Organiser's should strike a balance between their legal obligation to discourage or prevent drug use, and the moral obligation of a responsible host to do what they can to reduce harm to those that will use drugs regardless.
1. Why drug use at festivals is illegal but also risky for other reasons and is not encouraged
2. Information and advice for those that will use drugs anyway.

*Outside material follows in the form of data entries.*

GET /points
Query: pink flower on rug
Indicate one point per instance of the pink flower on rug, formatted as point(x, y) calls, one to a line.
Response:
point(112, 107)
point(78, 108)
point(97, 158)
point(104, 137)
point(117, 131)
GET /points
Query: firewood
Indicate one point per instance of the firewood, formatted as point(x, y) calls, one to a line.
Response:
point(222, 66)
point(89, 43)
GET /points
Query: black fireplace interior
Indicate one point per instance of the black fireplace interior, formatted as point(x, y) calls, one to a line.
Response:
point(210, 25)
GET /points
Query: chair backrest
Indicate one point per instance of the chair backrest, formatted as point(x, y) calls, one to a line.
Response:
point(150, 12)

Drug checking is a free service which safety tests substances to determine their contents. It is offered in New Zealand by KnowYourStuffNZ, a volunteer organisation supported by the New Zealand Drug Foundation. KnowYourStuffNZ has safety tested thousands of recreational substances at various New Zealand music festivals.
Drug checking is harm reduction with the potential to save lives. It arms people with knowledge about the substance they intend to use so they can make better decisions about how they will consume it, if at all. If a substance is not what people expect it to be, most choose not to use it.
Is drug checking legal?
If an organiser allows drug checking to take place, it could be said that they are allowing drug use and that is illegal under the Misuse of Drugs Act. But the important thing to keep in mind is that drug checking accepts what we all know – Substance use will occur, cannot realistically be prevented and simply ensures people are safer from harm. It is offered in various forms in many countries, and the New Zealand Police are regularly consulted about the work of KnowYourStuffNZ.